The casting by Avy Kaufman is amazing as it features a wonderful collective of actors needed for a film like this. In small but notable roles, there’s Allie Mickelson as the young woman who found the bodies at the start of the film, Marshall Bell as the prison warden, Amy Ryan as Alvin Dewey’s wife, Bob Balaban as Capote’s editor William Shawn, and Mark Pellegrino as convicted killer Richard Hickock. Chris Cooper is excellent in a small but memorable role as local law enforcer Alvin Dewey who reluctantly helps out Capote in his research.

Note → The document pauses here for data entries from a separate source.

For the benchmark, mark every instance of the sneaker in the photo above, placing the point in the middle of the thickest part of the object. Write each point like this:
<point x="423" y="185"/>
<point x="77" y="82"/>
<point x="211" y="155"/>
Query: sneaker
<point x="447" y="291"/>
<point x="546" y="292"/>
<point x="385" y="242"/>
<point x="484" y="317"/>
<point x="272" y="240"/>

Bruce Greenwood is terrific as Capote’s lover/fellow novelist who tries to deal with Capote’s research while being there for him as he writes his own novel.
Clifton Collins Jr. is superb as Perry Smith as Collins brings a sensitivity to his performance that is also chilling as a man who is aware of his crimes as he yearns for redemption. Catherine Keener is great as novelist Harper Lee who helps Capote in his research while being the one confidant he can count on. Finally, there’s Philip Seymour Hoffman in a fantastic performance as Truman Capote as Hoffman brings a wonderful sense of charm to the novelist in the way he presents himself publicly. In more somber moments, Hoffman restrains himself in the way he does his research while dealing with his own attachment towards Smith as it’s a truly outstanding performance from Philip Seymour Hoffman.
Capote is phenomenal film from Bennett Miller that features a magnificent performance from Philip Seymour Hoffman as the famed author. The film is a mesmerizing portrait of Truman Capote’s life during the writing of his famed novel In Cold Blood and the toll it took on him as a writer. The film is also a very rich and divine for its imagery while it’s a drama that is very engaging in the way it’s presented. In the end, Capote is brilliant film from Bennett Miller.